Abstract:Recent advancements in multivariate time series forecasting have been propelled by Linear-based, Transformer-based, and Convolution-based models, with Transformer-based architectures gaining prominence for their efficacy in temporal and cross-channel mixing. More recently, Mamba, a state space model, has emerged with robust sequence and feature mixing capabilities. However, the suitability of the vanilla Mamba design for time series forecasting remains an open question, particularly due to its inadequate handling of cross-channel dependencies. Capturing cross-channel dependencies is critical in enhancing the performance of multivariate time series prediction. Recent findings show that self-attention excels in capturing cross-channel dependencies, whereas other simpler mechanisms, such as MLP, may degrade model performance. This is counterintuitive, as MLP, being a learnable architecture, should theoretically capture both correlations and irrelevances, potentially leading to neutral or improved performance. Diving into the self-attention mechanism, we attribute the observed degradation in MLP performance to its lack of data dependence and global receptive field, which result in MLP's lack of generalization ability. Based on the above insights, we introduce a refined Mamba variant tailored for time series forecasting. Our proposed model, \textbf{CMamba}, incorporates a modified Mamba (M-Mamba) module for temporal dependencies modeling, a global data-dependent MLP (GDD-MLP) to effectively capture cross-channel dependencies, and a Channel Mixup mechanism to mitigate overfitting. Comprehensive experiments conducted on seven real-world datasets demonstrate the efficacy of our model in improving forecasting performance.
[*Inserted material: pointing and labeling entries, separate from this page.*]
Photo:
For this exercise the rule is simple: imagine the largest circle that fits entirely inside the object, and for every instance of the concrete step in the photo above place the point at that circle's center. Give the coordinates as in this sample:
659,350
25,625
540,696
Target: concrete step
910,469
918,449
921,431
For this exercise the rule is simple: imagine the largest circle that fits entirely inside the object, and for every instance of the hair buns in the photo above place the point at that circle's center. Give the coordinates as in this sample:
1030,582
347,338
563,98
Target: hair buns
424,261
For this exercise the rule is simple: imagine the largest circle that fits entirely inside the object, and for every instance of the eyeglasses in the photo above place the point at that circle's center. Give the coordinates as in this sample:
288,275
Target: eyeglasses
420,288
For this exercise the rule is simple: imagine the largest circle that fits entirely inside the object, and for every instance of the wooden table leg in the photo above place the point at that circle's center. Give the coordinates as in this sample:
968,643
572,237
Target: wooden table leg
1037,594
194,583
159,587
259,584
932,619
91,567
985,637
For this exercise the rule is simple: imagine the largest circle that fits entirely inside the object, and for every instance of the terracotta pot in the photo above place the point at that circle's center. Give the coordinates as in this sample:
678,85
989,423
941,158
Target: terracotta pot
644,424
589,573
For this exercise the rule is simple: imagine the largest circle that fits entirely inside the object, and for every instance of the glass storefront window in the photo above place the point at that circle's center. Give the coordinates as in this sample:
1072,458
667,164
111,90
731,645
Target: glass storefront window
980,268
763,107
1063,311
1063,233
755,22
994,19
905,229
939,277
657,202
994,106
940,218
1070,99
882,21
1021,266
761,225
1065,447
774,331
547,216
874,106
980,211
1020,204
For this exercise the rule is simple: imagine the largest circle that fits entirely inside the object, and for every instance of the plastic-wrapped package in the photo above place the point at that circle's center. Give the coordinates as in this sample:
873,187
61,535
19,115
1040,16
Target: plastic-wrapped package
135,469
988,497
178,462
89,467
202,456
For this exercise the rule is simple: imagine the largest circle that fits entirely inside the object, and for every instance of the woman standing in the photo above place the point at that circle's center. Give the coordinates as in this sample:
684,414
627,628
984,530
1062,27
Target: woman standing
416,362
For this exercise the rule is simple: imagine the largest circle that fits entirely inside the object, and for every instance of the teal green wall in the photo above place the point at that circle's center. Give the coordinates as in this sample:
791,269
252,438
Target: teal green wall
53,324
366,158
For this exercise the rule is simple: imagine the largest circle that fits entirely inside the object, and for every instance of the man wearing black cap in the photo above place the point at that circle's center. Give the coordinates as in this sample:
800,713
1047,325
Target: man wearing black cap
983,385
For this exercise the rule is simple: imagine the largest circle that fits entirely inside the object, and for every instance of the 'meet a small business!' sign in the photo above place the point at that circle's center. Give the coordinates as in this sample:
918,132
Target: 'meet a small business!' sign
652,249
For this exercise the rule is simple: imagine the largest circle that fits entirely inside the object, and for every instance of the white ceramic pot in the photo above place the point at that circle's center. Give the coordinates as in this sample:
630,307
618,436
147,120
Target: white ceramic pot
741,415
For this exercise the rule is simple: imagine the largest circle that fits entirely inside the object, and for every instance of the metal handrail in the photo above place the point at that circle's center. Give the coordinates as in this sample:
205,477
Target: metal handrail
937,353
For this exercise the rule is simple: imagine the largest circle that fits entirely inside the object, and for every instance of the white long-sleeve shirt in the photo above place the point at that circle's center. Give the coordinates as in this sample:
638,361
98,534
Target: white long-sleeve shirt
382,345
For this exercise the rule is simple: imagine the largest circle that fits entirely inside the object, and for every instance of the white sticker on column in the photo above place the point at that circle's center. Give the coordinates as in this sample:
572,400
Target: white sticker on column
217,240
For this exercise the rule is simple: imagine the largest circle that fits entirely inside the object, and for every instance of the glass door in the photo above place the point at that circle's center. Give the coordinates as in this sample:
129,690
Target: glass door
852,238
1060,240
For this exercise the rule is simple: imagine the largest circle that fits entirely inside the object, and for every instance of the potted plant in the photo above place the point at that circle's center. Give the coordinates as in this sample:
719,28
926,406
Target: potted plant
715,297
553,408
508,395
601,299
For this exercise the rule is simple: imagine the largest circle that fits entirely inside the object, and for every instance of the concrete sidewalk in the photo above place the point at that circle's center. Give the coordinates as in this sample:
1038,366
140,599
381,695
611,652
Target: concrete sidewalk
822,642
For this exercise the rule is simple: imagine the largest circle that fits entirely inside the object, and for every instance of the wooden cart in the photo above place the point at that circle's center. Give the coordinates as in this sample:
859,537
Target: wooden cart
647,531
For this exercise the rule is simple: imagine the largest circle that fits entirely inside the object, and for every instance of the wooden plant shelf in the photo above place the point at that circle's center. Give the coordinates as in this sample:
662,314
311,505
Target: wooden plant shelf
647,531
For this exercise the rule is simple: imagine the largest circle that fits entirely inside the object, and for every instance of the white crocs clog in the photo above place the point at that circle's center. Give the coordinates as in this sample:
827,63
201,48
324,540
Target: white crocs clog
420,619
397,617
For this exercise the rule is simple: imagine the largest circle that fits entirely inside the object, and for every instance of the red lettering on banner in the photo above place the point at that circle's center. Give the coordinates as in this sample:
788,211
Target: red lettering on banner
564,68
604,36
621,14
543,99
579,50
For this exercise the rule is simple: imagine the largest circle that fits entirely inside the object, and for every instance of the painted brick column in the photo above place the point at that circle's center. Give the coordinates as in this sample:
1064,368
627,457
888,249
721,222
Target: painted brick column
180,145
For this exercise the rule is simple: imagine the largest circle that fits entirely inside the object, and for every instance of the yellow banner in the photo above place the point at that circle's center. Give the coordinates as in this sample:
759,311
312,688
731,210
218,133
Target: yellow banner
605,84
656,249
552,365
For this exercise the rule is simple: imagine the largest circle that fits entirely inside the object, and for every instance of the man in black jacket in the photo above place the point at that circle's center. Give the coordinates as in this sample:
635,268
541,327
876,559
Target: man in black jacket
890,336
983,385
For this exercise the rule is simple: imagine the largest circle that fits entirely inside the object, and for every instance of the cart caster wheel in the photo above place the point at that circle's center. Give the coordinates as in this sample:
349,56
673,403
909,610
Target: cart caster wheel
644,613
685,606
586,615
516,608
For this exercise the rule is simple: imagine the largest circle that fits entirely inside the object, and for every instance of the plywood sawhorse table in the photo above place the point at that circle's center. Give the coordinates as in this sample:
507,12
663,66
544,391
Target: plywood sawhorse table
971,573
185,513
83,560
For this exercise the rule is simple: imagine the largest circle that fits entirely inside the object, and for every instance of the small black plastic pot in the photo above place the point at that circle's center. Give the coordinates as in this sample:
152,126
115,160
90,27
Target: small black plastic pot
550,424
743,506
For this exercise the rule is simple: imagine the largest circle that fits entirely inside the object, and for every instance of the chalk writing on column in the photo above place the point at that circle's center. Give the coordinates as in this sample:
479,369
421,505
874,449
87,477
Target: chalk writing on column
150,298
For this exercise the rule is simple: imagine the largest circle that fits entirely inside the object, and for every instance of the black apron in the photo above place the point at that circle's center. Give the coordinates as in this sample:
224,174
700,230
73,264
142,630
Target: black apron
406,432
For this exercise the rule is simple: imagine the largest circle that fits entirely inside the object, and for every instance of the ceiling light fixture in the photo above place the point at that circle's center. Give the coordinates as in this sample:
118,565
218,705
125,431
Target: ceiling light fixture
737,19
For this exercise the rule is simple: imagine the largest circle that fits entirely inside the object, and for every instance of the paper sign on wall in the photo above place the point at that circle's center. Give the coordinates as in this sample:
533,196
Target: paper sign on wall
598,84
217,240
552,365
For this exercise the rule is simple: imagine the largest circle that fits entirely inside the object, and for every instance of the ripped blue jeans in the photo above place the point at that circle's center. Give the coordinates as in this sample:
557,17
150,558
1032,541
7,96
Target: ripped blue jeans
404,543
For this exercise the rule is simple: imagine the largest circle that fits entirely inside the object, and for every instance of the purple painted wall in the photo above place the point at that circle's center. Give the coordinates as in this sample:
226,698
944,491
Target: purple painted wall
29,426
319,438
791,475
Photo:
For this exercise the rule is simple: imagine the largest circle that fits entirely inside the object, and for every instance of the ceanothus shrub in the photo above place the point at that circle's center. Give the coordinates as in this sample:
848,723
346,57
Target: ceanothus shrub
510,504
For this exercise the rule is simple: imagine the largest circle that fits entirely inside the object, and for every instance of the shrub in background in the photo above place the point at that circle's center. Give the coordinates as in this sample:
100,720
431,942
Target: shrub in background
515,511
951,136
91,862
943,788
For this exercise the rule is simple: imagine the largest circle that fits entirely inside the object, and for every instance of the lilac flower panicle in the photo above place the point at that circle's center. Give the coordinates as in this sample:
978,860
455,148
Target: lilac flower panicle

What problem does this paper attempt to address?
The problem that this paper attempts to solve is that in multivariate time - series prediction, existing methods (such as the Mamba model) have deficiencies in handling cross - channel dependencies. Specifically, although the Mamba model performs well in sequence and feature mixing, its ability to handle cross - channel dependencies is weak, which limits its performance in multivariate time - series prediction. The paper points out that capturing cross - channel dependencies is crucial for improving the performance of multivariate time - series prediction.
### Main contributions of the paper
1. **Improved Mamba module (M - Mamba)**:
- A modified version of the Mamba module (M - Mamba) is proposed for better modeling of time dependencies.
- The convolution operation and the feature - specific transfer matrix \(A\) are removed, and the skip - connection matrix \(D\) is made data - dependent.
2. **Globally data - dependent multi - layer perceptron (GDD - MLP)**:
- The GDD - MLP module is introduced to effectively capture cross - channel dependencies through data - dependent weights and biases.
- GDD - MLP endows the original MLP with the advantages of data - dependence and global receptive field.
3. **Channel mixing strategy (Channel Mixup)**:
- A channel mixing strategy is proposed. By linearly combining different channels to create virtual channels, the generalization ability of the model is enhanced and the over - fitting problem is reduced.
### Method overview
- **CMamba framework**:
- The input multivariate time - series is first processed by the channel - mixing module to generate virtual samples.
- Then, these samples are processed by instance normalization and blocking, and input into the CMamba encoder.
- The CMamba encoder consists of multiple CMamba blocks, and each block contains an M - Mamba module and a GDD - MLP module.
- Finally, the prediction results are generated through a linear layer.
### Experimental results
- **Datasets**:
- The paper conducted experiments on seven widely - used datasets: ETTm1, ETTm2, ETTh1, ETTh2, Electricity, Weather, and Traffic.
- **Baseline models**:
- Ten advanced models were selected as baselines, including linear - based models, Transformer - based models, and convolution - based models.
- **Performance comparison**:
- CMamba performs best in most settings, especially when dealing with datasets with a large number of time - series (such as Electricity, Weather, and Traffic), and its performance is comparable to or better than that of iTransformer.
- The experimental results show that the GDD - MLP module can achieve data - dependence and global receptive field comparable to those of the self - attention mechanism with a significantly reduced computational cost.
### Conclusion
By improving the Mamba model and introducing the GDD - MLP and Channel Mixup modules, the paper effectively solves the cross - channel dependency problem in multivariate time - series prediction and significantly improves the prediction performance of the model. The experimental results verify the effectiveness of these improvements and demonstrate the superior performance of CMamba in multiple practical applications.